Amid a national labor shortage and waves of resignations, discontent among tens of thousands of Americans crested into a rush of strikes, walk-outs, and protests this fall as workers flexed their strength and demanded changes from their employers.
From September to November, workers at more than 25 companies manned picket lines, banged on upturned buckets, and chanted during campaigns for everything from higher wages to safer working conditions.
- Kellogg’s. Around 1,400 workers at the company’s cereal plants have been on strike since October over what they say is an unfair pay and benefits system. “We’re going to hold our lines throughout the dead of the winter if we have to,”Dan Osborn, a striking Kellogg’s worker told Insider’s Juliana Kaplan. “We worked seven days a week, 12 hours a day through COVID to get Kellogg’s to earn their record profits.”
- Nabisco. The maker of Oreos, Ritz crackers, and Triscuits faced a 40-day strike by 1,000 workers — a movement that ultimately won employees $5,000 bonuses and annual raises and boosted contributions to employees’ 401(k) accounts.
- Gopuff. Drivers and warehouse workers at the $15 billion snack delivery company’s busiest warehouses in Philadelphia blocked access points to the facility over pay errors and reduced pay.
- Chipotle. Chipotle employees in New York City fought for better working conditions by protesting against the chain’s “Boorito” promotion, where burritos ordered online were discounted by $5. A holiday BOGO deal in July had caused chaos in Chipotle locations across the country, and workers used the Halloween promotion to advocate against overwork, abrupt schedule changes, and cutting hours.

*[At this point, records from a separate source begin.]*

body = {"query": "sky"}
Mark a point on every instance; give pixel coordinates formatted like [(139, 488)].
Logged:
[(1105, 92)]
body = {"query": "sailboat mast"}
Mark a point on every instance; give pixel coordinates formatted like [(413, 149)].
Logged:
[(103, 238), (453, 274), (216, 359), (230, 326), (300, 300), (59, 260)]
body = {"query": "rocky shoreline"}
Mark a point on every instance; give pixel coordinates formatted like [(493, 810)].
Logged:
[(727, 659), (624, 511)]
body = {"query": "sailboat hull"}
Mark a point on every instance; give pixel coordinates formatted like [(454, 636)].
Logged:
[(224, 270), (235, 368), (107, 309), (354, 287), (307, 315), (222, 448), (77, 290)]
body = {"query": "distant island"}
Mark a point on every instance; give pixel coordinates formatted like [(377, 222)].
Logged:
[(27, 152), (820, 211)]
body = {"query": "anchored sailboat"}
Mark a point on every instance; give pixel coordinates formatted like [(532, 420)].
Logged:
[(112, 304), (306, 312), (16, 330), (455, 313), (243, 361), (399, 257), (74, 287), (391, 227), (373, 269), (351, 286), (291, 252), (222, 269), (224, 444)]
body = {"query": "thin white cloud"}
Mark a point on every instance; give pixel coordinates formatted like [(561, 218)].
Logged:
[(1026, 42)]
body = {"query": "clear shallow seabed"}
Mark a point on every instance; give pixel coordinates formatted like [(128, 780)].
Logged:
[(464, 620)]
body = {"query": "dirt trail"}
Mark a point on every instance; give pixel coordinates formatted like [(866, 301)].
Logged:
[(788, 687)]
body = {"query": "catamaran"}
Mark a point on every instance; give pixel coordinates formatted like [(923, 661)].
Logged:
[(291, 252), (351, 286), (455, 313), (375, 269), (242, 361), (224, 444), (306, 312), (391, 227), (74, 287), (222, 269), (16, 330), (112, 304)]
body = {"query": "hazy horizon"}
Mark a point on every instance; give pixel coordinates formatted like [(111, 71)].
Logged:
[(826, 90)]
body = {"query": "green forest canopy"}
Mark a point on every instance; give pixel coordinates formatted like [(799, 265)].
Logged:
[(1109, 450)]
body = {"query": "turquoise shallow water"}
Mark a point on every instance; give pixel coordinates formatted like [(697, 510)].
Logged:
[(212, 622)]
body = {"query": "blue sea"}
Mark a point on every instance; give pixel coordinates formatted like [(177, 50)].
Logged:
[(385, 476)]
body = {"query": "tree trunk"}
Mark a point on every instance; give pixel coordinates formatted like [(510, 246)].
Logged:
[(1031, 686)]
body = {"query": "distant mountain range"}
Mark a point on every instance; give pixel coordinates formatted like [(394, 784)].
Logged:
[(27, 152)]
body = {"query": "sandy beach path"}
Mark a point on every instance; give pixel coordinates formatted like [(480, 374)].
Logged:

- John Deere. The monthlong strike held by hundreds of John Deere employees ended in a modest win for employees, with the union securing additional bonuses, tweaks to a system used to calculate bonuses, and the preservation of a health insurance program that didn’t require workers to pay premiums.
- Activision Blizzard. Employees at the video game giant staged two walkouts over claims of harassment and pay inequity and demanded that the embattled CEO, Bobby Kotick, resign amid claims that he was aware of the sexual harassment and rape allegations for years.
- McDonald’s. The fast food giant’s employees in ten different cities planned a one-day strike to protest “rampant sexual harassment” in stores. The strikes were organized by the advocacy group Fight for $15 after a McDonald’s manager in Pittsburgh was charged with the rape of a 14-year-old female worker.
- American Airlines. Flight attendants at Piedmont Airlines, one of American Airlines’ largest regional carriers unanimously voted to strike over high health premiums and low pay compared to mainline flight attendants, Insider’s Taylor Rains reported.
- Netflix. Trans Netflix employees staged a company-wide walkout on Oct. 20 after Netflix’s co-CEO defended Dave Chappelle’s Netflix special, where the comedian made transphobic jokes.
- General Electric. Over 200 GE employees walked out of a Schenectady, New York, plant on Oct. 24, in protest of the company’s vaccine mandate.
- Kaiser Permanente. 60,000 of the healthcare company’s nurses and healthcare workers went on a sympathy strike on Thursday and Friday to support the 700 stationary and biomedical engineers who have been striking for months for better pay.
- Special Metals. 450 steelworkers have been on the picket line for over a month in their strike over a contract that offered pay cuts and higher healthcare premiums. As the strike drags on, many have had to take on second jobs and fall back on donations from the community.
- Warrior Met Coal. A seven month-long strike by thousands of miners over unfair labor practices has cost the company $6.9 million.
- ArcelorMittal. 500 workers at the multinational steel company walked out on Nov. 1 over stagnating pension growth, a seven-day work week, and rising premiums.
- Heaven Hill. 400 employees at the bourbon and spirit distillery secured increases in wages and company contributions to employees’ health care plans, as well as a 40-hour cap on the working hours per week after a six-week long strike.
- Workers at 10 different healthcare companies. Thousands of healthcare workers across the country staged strikes this fall over issues ranging from staffing to dangerous working conditions.